LegalMation leverages the latest artificial intelligence systems including GPT-4 to help corporate legal departments and law firms drive efficiency with straightforward and easily deployed solutions specifically focused on litigation and dispute resolution workflows.
Bench IQ is an AI-powered service that allows attorneys to uncover the reasons behind all of their judges' rulings, not just the 3% that can be found in their judicial opinions. We provide attorneys with unparalleled insight into their judges' thinking, enabling them to argue more successfully.
LegalFly is an AI-powered platform designed to streamline legal operations, offering services such as contract review, drafting, and due diligence. It aims to enhance efficiency and accuracy for legal teams by automating repetitive tasks and allowing professionals to focus on strategic work.

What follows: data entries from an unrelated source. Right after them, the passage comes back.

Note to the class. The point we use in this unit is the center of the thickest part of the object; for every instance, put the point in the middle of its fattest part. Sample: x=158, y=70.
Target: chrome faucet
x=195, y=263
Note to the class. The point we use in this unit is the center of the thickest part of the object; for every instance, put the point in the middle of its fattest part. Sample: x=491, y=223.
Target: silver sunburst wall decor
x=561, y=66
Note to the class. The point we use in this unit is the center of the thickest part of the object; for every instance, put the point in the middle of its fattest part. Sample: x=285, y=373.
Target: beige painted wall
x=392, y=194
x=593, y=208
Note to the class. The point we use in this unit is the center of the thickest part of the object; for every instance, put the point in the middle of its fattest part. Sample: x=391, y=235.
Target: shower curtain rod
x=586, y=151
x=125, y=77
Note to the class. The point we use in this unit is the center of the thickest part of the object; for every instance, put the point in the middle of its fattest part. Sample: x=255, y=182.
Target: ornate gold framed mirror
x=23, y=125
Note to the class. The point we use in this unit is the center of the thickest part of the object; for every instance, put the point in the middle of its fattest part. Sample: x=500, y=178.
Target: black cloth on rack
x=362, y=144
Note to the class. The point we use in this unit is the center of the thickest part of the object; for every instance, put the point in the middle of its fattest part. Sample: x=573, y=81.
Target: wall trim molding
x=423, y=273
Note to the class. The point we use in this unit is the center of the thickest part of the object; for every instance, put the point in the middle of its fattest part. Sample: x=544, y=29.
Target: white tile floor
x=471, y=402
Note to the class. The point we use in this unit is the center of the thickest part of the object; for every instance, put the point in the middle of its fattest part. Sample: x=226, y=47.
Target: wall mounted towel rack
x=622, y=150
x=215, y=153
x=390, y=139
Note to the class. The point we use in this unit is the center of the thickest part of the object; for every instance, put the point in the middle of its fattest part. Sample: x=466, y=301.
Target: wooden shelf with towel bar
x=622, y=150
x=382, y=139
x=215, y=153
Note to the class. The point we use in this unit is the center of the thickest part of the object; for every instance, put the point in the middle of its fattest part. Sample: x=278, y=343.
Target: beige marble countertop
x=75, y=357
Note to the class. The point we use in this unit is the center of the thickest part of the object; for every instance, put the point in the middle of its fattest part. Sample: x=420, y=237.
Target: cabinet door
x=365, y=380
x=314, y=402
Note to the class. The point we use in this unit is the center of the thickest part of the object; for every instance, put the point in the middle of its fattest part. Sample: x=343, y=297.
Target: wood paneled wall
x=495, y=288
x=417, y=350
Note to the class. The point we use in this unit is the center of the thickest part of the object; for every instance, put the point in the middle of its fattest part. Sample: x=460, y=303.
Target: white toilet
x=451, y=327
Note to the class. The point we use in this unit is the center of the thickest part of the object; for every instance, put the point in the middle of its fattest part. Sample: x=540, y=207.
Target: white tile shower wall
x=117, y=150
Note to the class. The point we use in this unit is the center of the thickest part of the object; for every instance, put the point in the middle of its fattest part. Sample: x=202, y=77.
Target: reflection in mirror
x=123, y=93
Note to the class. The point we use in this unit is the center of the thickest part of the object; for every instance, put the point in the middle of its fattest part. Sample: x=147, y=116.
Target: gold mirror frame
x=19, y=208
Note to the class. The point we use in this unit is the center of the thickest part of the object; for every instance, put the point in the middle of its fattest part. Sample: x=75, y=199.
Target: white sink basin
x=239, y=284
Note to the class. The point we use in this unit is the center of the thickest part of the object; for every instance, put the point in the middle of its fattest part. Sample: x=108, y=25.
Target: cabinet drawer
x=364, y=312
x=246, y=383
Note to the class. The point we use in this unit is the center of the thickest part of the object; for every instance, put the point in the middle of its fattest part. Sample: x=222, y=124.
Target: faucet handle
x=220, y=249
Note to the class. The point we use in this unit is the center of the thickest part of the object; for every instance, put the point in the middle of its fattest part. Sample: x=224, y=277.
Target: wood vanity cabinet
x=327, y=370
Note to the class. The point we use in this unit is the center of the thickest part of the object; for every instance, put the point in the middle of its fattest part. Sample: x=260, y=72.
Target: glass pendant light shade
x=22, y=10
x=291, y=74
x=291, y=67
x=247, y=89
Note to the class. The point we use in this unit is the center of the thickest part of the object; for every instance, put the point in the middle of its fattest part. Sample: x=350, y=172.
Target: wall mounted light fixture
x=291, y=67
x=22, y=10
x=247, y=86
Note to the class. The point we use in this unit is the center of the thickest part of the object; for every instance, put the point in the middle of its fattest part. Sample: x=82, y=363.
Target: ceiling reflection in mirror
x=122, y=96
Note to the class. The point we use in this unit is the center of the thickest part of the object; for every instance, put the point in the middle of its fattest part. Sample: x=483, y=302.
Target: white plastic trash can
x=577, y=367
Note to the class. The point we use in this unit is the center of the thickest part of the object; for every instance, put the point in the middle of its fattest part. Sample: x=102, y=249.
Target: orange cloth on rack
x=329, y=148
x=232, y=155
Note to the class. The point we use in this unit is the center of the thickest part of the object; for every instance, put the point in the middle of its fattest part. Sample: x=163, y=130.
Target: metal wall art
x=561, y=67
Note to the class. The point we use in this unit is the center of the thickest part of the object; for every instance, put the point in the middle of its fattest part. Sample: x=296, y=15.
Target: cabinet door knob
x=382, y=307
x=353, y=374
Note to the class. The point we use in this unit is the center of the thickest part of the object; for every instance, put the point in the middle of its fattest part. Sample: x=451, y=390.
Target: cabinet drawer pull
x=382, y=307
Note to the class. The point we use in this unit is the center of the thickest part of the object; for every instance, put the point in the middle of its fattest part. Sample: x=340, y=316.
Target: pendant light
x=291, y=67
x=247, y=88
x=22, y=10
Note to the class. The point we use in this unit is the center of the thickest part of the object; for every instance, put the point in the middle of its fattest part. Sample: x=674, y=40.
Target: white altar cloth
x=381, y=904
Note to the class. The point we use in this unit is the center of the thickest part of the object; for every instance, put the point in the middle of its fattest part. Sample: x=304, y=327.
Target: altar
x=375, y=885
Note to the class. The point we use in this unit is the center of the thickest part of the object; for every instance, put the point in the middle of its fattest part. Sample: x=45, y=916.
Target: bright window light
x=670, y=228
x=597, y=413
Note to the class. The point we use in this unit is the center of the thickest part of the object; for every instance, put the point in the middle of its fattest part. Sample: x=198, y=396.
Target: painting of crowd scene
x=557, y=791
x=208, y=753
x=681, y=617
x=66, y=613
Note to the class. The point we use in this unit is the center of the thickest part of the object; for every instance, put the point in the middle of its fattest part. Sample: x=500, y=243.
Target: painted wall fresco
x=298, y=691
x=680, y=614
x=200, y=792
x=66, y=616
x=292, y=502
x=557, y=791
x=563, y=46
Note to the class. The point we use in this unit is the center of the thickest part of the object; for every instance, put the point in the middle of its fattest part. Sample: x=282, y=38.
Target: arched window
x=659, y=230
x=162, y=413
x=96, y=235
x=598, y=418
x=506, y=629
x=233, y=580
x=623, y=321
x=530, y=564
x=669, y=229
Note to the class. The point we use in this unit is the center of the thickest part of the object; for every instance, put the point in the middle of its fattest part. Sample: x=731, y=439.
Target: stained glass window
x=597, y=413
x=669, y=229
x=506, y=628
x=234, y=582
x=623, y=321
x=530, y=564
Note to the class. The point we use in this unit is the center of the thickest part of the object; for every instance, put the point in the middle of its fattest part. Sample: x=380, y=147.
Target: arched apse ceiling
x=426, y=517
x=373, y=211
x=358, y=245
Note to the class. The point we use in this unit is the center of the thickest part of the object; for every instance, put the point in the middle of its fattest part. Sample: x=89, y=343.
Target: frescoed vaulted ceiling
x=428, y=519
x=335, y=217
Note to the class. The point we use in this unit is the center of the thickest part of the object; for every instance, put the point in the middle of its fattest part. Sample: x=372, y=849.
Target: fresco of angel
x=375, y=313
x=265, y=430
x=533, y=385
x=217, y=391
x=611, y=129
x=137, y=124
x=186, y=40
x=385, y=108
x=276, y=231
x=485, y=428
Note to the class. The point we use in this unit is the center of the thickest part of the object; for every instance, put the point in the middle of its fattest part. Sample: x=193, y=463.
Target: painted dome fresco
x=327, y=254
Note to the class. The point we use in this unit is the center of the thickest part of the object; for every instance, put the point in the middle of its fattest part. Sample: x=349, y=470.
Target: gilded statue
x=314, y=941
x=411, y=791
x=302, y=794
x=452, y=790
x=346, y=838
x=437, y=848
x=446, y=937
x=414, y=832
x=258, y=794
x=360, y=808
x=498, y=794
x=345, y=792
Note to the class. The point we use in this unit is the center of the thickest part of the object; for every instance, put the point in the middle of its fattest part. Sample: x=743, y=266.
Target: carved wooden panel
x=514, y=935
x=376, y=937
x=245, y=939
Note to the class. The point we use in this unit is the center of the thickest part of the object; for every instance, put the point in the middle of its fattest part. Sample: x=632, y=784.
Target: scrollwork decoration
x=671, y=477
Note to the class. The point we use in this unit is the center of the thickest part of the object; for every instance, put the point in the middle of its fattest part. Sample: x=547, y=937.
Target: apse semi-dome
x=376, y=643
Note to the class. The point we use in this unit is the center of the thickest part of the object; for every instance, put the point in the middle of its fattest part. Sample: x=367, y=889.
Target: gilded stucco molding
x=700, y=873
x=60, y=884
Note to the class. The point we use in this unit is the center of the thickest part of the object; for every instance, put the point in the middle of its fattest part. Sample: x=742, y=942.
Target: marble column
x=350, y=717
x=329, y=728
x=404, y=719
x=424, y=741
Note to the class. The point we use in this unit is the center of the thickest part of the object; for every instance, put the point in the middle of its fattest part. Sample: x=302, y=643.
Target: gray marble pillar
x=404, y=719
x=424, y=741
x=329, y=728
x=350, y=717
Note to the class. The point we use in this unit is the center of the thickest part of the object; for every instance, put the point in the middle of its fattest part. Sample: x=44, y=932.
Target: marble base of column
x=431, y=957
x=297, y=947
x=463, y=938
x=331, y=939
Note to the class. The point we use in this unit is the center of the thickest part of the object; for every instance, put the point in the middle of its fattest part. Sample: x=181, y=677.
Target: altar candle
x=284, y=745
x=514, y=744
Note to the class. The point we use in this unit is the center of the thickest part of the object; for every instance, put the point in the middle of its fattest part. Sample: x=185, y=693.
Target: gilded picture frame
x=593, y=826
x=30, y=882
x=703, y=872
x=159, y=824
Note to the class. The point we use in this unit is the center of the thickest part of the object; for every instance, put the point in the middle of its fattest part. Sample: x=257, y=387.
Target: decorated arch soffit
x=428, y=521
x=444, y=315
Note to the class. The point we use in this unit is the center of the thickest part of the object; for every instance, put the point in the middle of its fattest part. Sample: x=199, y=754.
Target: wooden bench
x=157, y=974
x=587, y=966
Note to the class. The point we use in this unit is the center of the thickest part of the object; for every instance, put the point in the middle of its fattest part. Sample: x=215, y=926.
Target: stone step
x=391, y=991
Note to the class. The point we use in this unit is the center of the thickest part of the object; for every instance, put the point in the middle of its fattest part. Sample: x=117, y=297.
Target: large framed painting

Rhetoric helps litigators know more, persuade more, and win more cases. Identify judge preferences and custom tailor briefs through similarity scoring, sentiment analysis, and more
FirmPilot is the first AI Marketing Platform for Law Firms that intelligently suggests marketing tactics & generates high-quality content 10x faster to get more cases on auto-pilot.
Skribe is a company that offers an AI-powered alternative to traditional court reporting, aiming to streamline the process of capturing and analyzing legal testimony. It was co-founded by Karl Seelbach, a seasoned litigator, and Tom Irby, a former owner of a court reporting firm.
Reuters legal analysis examines how deepfake technology using deep learning neural networks creates realistic synthetic media that challenges existing legal frameworks around consent, privacy, defamation, and accountability. The assessment details how celebrities and public figures face heightened risks due to available training data while highlighting inadequacies in current defamation and false light laws that focus on statements rather than images and videos. This specialized legal journalism emphasizes the perfect storm created by definitional clarity gaps, anonymity ease, and enforcement difficulties as emerging apps lower technical barriers, making AI-generated impersonation accessible to users with minimal knowledge.
National Law Review's comprehensive expert survey presents 65 predictions from federal judges, startup founders, and AmLaw firm AI practice leaders on 2025 legal AI trends including sophisticated generative tools for drafting and litigation outcome prediction. The analysis reveals growing adoption across legal sectors with substantial startup investments and rising state-level regulations while highlighting the emergence of 'x10 lawyers' who masterfully wield AI to multiply capabilities. This authoritative industry forecast emphasizes transformational changes in legal workflows through AI integration in discovery, billing, and routine tasks while noting accelerating pressure for AI practice regulation and adoption of uniform artificial practice frameworks.
Thomson Reuters' comprehensive analysis examines how deepfakes created through generative adversarial networks pose significant risks including defamation, IP infringement, fraud, and election interference while tracking federal legislation like the DEEPFAKES Accountability Act and DEFIANCE Act. The assessment details state-level responses to high-profile incidents like the Pope Francis puffer coat deepfake and Taylor Swift explicit images while emphasizing business protection strategies against AI-enabled phishing and social engineering attacks. This authoritative regulatory analysis demonstrates the evolving legal landscape as governments seek to balance free expression with protection against digital forgeries that threaten democracy and individual rights.
Proskauer's analysis examines agentic AI's emergence as technology enabling AI-based tools to take autonomous actions on behalf of users, raising fundamental questions about user liability and existing legal framework applicability to AI-assisted transactions. The assessment explores how intelligent electronic assistants evolved from narrow-capability tools like Alexa to sophisticated agents capable of independent transaction initiation, examining UCC, UETA, and E-SIGN provisions for electronic records and signatures. This cutting-edge legal analysis addresses crucial questions about contract formation when AI agents act autonomously, highlighting how traditional agency law concepts require reexamination in the context of AI-powered decision-making and transaction execution.
American Action Forum's policy analysis warns that state AI healthcare restrictions risk creating difficult-to-navigate regulatory patchworks that could stifle beneficial AI applications for patient care. The assessment details federal activity including Congressional hearings and class action lawsuits against Cigna and UnitedHealth over algorithmic claim denials, while tracking state legislation in Georgia, Illinois, Maine, and Massachusetts. This policy research perspective emphasizes the tension between protecting patient health and privacy versus enabling AI innovation, demonstrating how fragmented state approaches may inadvertently prevent adoption of promising healthcare technologies that could improve patient outcomes.
Thomson Reuters' white paper analysis reveals that contract inefficiencies cause 57% of business development leaders to experience slower revenue while 50% report missing business opportunities, making AI-powered solutions critical for in-house legal departments. The assessment details how AI tools automate routine contract tasks, highlight key data extraction, and enable lawyers to focus on strategic client work rather than time-consuming manual processes. This legal technology perspective demonstrates how machine learning applications of best practices from trial and error can transform contract review workflows, with research showing contracting inefficiencies significantly impact organizational success and revenue generation.